The correct answer is S**a**cr**a**m**e**nt**o** -> **aeo** -> **oea**

In [None]:
prompt = "Tell me the vowels in the capital of California in reverse alphabetical order?"

print(generate(prompt))

Obviously, we did not give the model **time to think**. Let's ask it to break the task down to intermediate steps and show its work.

In [None]:
prompt = "Tell me the capital of California, and then tell me all the vowels in it, then tell me the vowels in reverse-alphabetical order."

print(generate(prompt))

#### Exercise
Ask the model to perform the product of 37 and 48 and then iteratively develop a concise prompt which results in the correct response from the model.

**Note**: LLMs aren't the best tools for performing math. So, be sure to consider how you can be **precise** in your prompt and also allow the model **time to think**.

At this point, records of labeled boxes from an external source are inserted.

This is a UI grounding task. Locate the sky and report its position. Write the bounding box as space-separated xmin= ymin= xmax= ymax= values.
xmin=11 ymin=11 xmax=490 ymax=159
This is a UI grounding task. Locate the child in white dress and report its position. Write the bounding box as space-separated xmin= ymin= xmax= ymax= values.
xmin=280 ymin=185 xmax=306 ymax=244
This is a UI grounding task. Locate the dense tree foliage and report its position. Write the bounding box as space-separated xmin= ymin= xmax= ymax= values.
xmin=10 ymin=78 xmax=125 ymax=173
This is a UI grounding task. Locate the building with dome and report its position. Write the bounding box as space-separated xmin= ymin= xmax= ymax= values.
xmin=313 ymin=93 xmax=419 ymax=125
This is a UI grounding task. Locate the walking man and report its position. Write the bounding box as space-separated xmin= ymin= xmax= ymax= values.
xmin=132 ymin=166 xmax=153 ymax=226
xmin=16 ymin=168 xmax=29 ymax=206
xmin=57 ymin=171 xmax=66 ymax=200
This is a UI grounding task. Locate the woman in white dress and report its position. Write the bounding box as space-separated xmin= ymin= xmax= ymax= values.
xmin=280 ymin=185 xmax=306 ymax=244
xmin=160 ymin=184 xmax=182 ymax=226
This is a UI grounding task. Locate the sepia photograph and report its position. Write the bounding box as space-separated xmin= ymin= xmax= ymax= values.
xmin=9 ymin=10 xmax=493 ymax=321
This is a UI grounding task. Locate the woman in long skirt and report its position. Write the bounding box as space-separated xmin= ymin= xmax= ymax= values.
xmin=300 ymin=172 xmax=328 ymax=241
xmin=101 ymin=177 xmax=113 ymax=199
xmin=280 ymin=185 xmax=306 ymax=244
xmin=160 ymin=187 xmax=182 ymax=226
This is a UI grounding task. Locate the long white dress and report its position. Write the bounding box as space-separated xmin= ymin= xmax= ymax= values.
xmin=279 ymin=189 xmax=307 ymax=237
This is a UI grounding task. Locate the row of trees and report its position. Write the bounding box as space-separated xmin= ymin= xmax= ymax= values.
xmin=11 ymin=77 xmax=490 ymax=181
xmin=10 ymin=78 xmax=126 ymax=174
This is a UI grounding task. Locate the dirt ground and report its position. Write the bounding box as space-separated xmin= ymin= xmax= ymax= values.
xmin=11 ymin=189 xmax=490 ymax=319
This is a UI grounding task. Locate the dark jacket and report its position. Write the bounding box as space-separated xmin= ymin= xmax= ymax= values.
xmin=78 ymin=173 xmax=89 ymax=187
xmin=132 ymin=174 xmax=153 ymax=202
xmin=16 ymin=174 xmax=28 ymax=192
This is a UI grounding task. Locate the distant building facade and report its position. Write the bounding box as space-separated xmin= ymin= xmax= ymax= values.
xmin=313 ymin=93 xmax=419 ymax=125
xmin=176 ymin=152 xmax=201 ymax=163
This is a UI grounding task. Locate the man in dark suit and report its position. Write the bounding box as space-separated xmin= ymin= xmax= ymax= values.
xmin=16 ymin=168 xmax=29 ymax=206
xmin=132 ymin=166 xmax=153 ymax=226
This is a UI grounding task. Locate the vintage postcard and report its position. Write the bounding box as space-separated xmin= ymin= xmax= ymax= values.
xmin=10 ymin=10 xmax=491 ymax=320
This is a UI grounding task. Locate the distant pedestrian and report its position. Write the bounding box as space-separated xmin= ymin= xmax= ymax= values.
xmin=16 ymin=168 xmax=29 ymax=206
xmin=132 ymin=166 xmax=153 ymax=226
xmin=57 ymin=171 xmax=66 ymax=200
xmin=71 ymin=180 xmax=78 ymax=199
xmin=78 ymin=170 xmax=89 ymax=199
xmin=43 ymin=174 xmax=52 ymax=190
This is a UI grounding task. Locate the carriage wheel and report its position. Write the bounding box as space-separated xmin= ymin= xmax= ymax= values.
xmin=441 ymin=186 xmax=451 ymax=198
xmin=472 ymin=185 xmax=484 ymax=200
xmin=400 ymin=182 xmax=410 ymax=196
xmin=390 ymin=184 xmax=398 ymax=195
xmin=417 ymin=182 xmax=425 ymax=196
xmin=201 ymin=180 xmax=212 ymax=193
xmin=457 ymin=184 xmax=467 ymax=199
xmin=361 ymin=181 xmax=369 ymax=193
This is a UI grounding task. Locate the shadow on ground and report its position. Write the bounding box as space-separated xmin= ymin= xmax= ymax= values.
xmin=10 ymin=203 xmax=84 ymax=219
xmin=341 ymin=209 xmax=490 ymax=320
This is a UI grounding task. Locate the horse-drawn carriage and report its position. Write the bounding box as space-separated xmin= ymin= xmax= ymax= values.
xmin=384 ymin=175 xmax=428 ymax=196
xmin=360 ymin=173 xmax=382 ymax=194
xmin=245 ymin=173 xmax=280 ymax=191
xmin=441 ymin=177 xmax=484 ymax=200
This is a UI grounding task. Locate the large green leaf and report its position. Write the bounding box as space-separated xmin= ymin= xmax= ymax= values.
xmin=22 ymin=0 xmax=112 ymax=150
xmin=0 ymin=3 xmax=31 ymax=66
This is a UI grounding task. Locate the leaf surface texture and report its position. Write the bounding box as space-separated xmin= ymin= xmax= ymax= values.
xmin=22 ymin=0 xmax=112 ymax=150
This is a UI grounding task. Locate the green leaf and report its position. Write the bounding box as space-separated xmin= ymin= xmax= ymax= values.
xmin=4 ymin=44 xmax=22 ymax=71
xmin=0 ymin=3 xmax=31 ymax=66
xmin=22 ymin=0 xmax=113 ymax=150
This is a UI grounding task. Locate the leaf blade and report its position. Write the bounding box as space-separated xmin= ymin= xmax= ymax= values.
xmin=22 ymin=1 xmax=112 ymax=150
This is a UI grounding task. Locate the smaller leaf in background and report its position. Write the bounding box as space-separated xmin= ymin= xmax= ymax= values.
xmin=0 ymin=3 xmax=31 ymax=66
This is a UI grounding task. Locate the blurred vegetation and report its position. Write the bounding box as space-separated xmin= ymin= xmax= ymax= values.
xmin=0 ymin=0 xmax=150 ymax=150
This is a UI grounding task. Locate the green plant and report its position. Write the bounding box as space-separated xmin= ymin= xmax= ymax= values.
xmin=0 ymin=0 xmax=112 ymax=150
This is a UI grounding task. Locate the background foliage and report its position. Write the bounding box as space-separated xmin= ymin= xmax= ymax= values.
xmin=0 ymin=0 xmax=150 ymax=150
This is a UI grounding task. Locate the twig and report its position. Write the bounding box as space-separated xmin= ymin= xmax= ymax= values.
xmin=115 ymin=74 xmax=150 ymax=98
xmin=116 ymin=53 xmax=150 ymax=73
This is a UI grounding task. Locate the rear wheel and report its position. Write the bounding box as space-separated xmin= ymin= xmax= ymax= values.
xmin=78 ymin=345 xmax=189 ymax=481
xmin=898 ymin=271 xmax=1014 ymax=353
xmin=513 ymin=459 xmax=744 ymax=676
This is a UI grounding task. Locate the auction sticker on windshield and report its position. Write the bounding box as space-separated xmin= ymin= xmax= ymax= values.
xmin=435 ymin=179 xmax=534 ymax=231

If you get stuck, we have provided a solution further down.

In [None]:
# The right answer
37*48

1776

In [None]:
prompt = "37x48"

print(generate(prompt))

#### Your work here

#### Solution

<details>
<summary>
Click me to see the solution
</summary>

```python
prompt = "Calculate the product of 37 and 48. Use the steps typical of long multiplication and show your work."
print(generate(prompt))
```
</details>

## Review

In this notebook, you have learnt the following key concepts:

* **Precise**: Being as specific and explicit as necessary to guide the response of an LLM.
* **Cue**: A phrase to conclude your prompt to guides its response, and often to prevent it from including the cue itself in its response.
* **"Time to think"**: A quality in prompts that supports LLM responses (often requiring calculation) by asking for the model to take multiple steps and show its work.